Intra-cochlear detection of Interleukin-6 using nanoMIPs embedded in a biodegradable matrix

A major challenge in cochlear implant (CI) therapy is postoperative inflammation, which can compromise long-term electrode function. Conventional interleukin-6 (IL-6) detection is challenging due to factors such as its inherent instability. In this study, we present a cost-effective detection strategy using epitope-specific molecularly imprinted polymer nanoparticles (nanoMIPs). These nanoMIPs enable sensitive detection of both IL-6 and its epitope, representing a scalable and economical alternative for inflammation monitoring. NanoMIPs were embedded in a biodegradable chitosan matrix and sprayed onto electrodes. To detect the biomarker, electrochemical impedance spectroscopy was used, a functionality which is already embedded in CI circuits. The sensors enabled reliable detection of IL-6 down to 29 pg/mL, which represents the lowest concentration investigated in this study, with improved sensitivity to the small epitope, as the larger protein causes higher impedance changes due to steric hindrance. Additionally, the sensors enabled concentration-dependent IL-6 detection in human perilymph samples down to 2 pg/mL, with higher signal responses for IL-6 relative to other perilymph components. Comparison with an immunoassay supported analytical accuracy and diagnostic relevance.

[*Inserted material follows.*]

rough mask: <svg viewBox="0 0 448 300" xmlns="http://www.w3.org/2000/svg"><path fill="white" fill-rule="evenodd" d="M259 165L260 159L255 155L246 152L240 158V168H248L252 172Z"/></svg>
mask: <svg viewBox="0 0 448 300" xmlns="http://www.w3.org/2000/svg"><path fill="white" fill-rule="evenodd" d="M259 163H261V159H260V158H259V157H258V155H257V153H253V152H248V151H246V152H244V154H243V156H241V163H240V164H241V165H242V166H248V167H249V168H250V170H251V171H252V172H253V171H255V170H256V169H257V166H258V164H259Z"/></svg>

The sensors were subsequently tested weekly for functionality over four weeks under physiological conditions, with nanoMIP:chitosan ratios of 1:6 and 1:8 being optimal for long-term monitoring. Moreover, the nanoMIPs have a diameter of 56 nm (a parameter that can influence physiological excretion) and cytotoxicity tests demonstrated their biocompatibility. This work presents an epitope-based nanoMIP sensor platform that overcomes economic and biochemical limitations of protein-based biosensors, enabling advanced, real-time self-monitoring CI systems for in-vivo inflammation tracking to reduce implant failure. • Detection of IL-6 at a minimal used concentration of 29 pg/mL. • Selectivity with 10:1 suppression of other perilymph signals. • Concentration-dependent IL-6 detection in human perilymph. • Continuous monitoring stable over 4 weeks under physiological conditions. • NanoMIPs (56 nm) show excellent biocompatibility and safety.